Salme was just the kind of pious ‘Olga Golgatha’ people might unconsciously want to meet when they went to a funeral director’s. That was part of what made me want to get rid of her – her liturgical tone when speaking, the flood of euphemisms she used, just as Tero recommended, about ‘passing’ and going to a ‘final resting place’. What’s wrong with straightforward, neutral words such as body, death or grave?
Of course, you need to know how to honour grief, too, and not go overboard with overly casual language.
That’s why Teemu was let go. Teemu was the hearse driver and handyman.
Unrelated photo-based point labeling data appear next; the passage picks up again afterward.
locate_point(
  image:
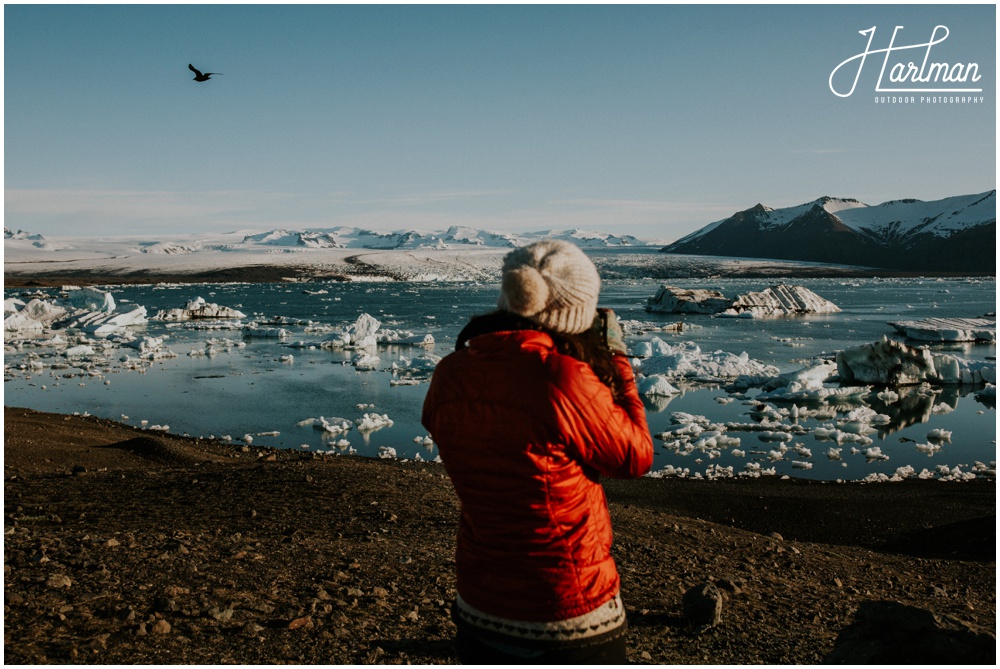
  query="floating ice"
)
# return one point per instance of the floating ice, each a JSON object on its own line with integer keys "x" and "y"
{"x": 373, "y": 421}
{"x": 778, "y": 300}
{"x": 686, "y": 361}
{"x": 365, "y": 362}
{"x": 198, "y": 308}
{"x": 656, "y": 384}
{"x": 948, "y": 329}
{"x": 888, "y": 362}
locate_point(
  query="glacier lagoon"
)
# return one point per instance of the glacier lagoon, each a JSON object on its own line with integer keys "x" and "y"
{"x": 264, "y": 387}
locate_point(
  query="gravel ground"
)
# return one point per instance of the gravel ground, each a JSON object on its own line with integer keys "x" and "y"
{"x": 126, "y": 547}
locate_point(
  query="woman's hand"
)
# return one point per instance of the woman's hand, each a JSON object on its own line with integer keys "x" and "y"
{"x": 610, "y": 330}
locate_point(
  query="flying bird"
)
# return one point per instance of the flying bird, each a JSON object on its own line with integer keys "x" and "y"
{"x": 198, "y": 76}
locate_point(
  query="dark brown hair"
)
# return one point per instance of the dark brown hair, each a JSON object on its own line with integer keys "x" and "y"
{"x": 588, "y": 346}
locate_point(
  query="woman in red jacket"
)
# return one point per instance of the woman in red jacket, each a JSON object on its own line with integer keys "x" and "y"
{"x": 535, "y": 404}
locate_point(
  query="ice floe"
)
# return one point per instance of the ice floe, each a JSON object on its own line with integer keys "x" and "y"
{"x": 778, "y": 300}
{"x": 686, "y": 361}
{"x": 889, "y": 362}
{"x": 198, "y": 308}
{"x": 948, "y": 329}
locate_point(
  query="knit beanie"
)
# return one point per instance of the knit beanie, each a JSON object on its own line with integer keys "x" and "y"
{"x": 552, "y": 283}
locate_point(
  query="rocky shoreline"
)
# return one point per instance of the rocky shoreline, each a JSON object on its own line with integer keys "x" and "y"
{"x": 126, "y": 547}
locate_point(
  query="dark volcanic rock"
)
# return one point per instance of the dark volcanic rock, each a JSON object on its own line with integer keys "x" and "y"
{"x": 894, "y": 633}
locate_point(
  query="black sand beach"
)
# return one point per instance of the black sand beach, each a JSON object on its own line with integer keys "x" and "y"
{"x": 122, "y": 546}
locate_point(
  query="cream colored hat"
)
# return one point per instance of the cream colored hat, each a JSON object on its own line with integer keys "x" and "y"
{"x": 552, "y": 283}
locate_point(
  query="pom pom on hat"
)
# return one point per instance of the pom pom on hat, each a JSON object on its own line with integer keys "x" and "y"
{"x": 552, "y": 283}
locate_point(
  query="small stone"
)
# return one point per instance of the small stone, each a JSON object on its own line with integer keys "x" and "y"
{"x": 729, "y": 585}
{"x": 252, "y": 629}
{"x": 222, "y": 615}
{"x": 702, "y": 607}
{"x": 298, "y": 623}
{"x": 59, "y": 581}
{"x": 161, "y": 627}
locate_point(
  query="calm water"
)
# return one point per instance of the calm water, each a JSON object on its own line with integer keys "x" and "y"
{"x": 256, "y": 390}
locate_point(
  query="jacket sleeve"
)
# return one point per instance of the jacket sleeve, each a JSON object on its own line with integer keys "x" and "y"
{"x": 611, "y": 437}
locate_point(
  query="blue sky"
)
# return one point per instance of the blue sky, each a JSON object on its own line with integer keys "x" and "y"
{"x": 652, "y": 120}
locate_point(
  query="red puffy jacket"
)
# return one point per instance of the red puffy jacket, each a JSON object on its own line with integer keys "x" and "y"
{"x": 524, "y": 433}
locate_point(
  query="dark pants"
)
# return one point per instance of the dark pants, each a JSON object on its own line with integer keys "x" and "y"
{"x": 475, "y": 650}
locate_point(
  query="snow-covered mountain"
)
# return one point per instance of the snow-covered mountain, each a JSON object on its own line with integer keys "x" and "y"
{"x": 454, "y": 237}
{"x": 20, "y": 234}
{"x": 953, "y": 234}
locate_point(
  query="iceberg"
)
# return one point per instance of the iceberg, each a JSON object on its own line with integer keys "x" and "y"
{"x": 891, "y": 363}
{"x": 673, "y": 300}
{"x": 198, "y": 308}
{"x": 948, "y": 329}
{"x": 656, "y": 384}
{"x": 778, "y": 300}
{"x": 687, "y": 361}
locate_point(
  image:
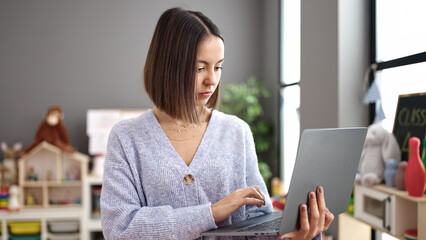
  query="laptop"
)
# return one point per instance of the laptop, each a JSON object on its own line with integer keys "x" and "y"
{"x": 326, "y": 157}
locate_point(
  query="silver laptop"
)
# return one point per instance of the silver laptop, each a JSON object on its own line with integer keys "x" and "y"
{"x": 327, "y": 158}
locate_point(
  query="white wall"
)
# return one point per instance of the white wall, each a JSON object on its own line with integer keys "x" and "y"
{"x": 334, "y": 56}
{"x": 90, "y": 54}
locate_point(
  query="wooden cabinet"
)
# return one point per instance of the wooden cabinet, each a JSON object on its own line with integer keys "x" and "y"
{"x": 49, "y": 177}
{"x": 390, "y": 210}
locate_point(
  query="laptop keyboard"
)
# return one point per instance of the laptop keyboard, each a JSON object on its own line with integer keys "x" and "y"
{"x": 272, "y": 225}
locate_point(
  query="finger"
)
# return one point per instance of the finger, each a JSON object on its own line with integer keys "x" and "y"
{"x": 314, "y": 218}
{"x": 289, "y": 235}
{"x": 329, "y": 217}
{"x": 254, "y": 192}
{"x": 321, "y": 207}
{"x": 304, "y": 220}
{"x": 260, "y": 192}
{"x": 253, "y": 201}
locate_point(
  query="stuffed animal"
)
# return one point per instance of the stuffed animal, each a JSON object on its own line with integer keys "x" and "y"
{"x": 52, "y": 130}
{"x": 13, "y": 198}
{"x": 380, "y": 146}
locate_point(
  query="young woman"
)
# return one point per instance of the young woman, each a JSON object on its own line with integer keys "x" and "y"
{"x": 183, "y": 167}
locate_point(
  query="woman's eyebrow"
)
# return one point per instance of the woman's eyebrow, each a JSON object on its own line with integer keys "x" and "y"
{"x": 205, "y": 62}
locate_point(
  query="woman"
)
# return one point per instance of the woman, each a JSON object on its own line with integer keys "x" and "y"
{"x": 183, "y": 168}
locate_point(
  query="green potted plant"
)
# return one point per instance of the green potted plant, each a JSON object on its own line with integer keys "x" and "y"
{"x": 243, "y": 100}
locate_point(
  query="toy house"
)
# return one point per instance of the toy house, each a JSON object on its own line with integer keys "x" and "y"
{"x": 49, "y": 177}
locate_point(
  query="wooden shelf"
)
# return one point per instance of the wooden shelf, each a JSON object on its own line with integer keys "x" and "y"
{"x": 399, "y": 193}
{"x": 405, "y": 212}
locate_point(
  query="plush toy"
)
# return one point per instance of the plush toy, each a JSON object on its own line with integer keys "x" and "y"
{"x": 13, "y": 204}
{"x": 380, "y": 146}
{"x": 52, "y": 130}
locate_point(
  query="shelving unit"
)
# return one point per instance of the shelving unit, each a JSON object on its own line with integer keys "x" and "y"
{"x": 44, "y": 215}
{"x": 91, "y": 223}
{"x": 406, "y": 211}
{"x": 49, "y": 177}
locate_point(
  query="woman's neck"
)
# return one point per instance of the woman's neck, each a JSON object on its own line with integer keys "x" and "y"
{"x": 163, "y": 117}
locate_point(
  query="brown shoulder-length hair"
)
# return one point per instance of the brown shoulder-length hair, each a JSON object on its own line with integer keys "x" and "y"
{"x": 170, "y": 67}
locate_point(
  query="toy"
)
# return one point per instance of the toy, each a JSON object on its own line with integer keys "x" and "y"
{"x": 379, "y": 146}
{"x": 9, "y": 166}
{"x": 13, "y": 198}
{"x": 30, "y": 201}
{"x": 4, "y": 197}
{"x": 31, "y": 174}
{"x": 415, "y": 179}
{"x": 400, "y": 176}
{"x": 391, "y": 169}
{"x": 424, "y": 154}
{"x": 52, "y": 130}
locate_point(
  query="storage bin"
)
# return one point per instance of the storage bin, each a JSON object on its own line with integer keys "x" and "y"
{"x": 24, "y": 228}
{"x": 64, "y": 236}
{"x": 25, "y": 237}
{"x": 64, "y": 226}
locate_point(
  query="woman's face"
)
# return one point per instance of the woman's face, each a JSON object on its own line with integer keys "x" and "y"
{"x": 209, "y": 68}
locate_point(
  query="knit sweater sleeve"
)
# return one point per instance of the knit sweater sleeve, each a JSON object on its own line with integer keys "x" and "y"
{"x": 124, "y": 210}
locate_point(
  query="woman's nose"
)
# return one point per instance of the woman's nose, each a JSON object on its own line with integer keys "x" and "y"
{"x": 211, "y": 78}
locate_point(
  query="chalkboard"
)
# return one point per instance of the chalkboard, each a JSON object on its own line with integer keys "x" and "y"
{"x": 410, "y": 121}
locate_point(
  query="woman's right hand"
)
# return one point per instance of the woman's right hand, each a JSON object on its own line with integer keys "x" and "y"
{"x": 231, "y": 203}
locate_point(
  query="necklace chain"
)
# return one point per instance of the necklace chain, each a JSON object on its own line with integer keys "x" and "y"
{"x": 187, "y": 129}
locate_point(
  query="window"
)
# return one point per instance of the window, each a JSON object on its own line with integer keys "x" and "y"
{"x": 290, "y": 89}
{"x": 399, "y": 34}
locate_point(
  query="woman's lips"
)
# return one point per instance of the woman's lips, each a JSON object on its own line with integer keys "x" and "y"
{"x": 205, "y": 94}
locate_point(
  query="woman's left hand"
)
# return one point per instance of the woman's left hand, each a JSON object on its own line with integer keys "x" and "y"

His national service had been in non-military capacity – a lanky fellow with a bad complexion whose hair was always a bit untidy (although this was hardly anything to do with not having served in the military; he was just lazy). Teemu’s problem was that he tried to be casual about death. He called the hearse the ‘carcass cart’, the burial the ‘big dig’ and the crematorium the ‘grill’. ‘Shall we toss this meat on the grill?’ he might say, ‘Pop these ashes in a jar?’ In addition to jar, he sometimes called the urn the ‘jug’; the coffin he referred to as the ‘crate’ and the flower arrangements as the ‘veg’. He didn’t talk that way in front of the customers, of course, but I would get a ringing in my ears when he came in for a coffee break and said, stony-faced, ‘How many stiffs we putting in the dirt this week?’
I hired a well-built, quiet army veteran to replace him. I think being pleasant to look at is not at all a bad thing for a person working in a funeral director’s. And I never would have guessed that a young man who’d been in the army would be so much better at the job than one who hadn’t. Maybe it was his military training – but there was something paradoxical in that. A man trained as a dispenser of death had an unmistakably stronger respect for death.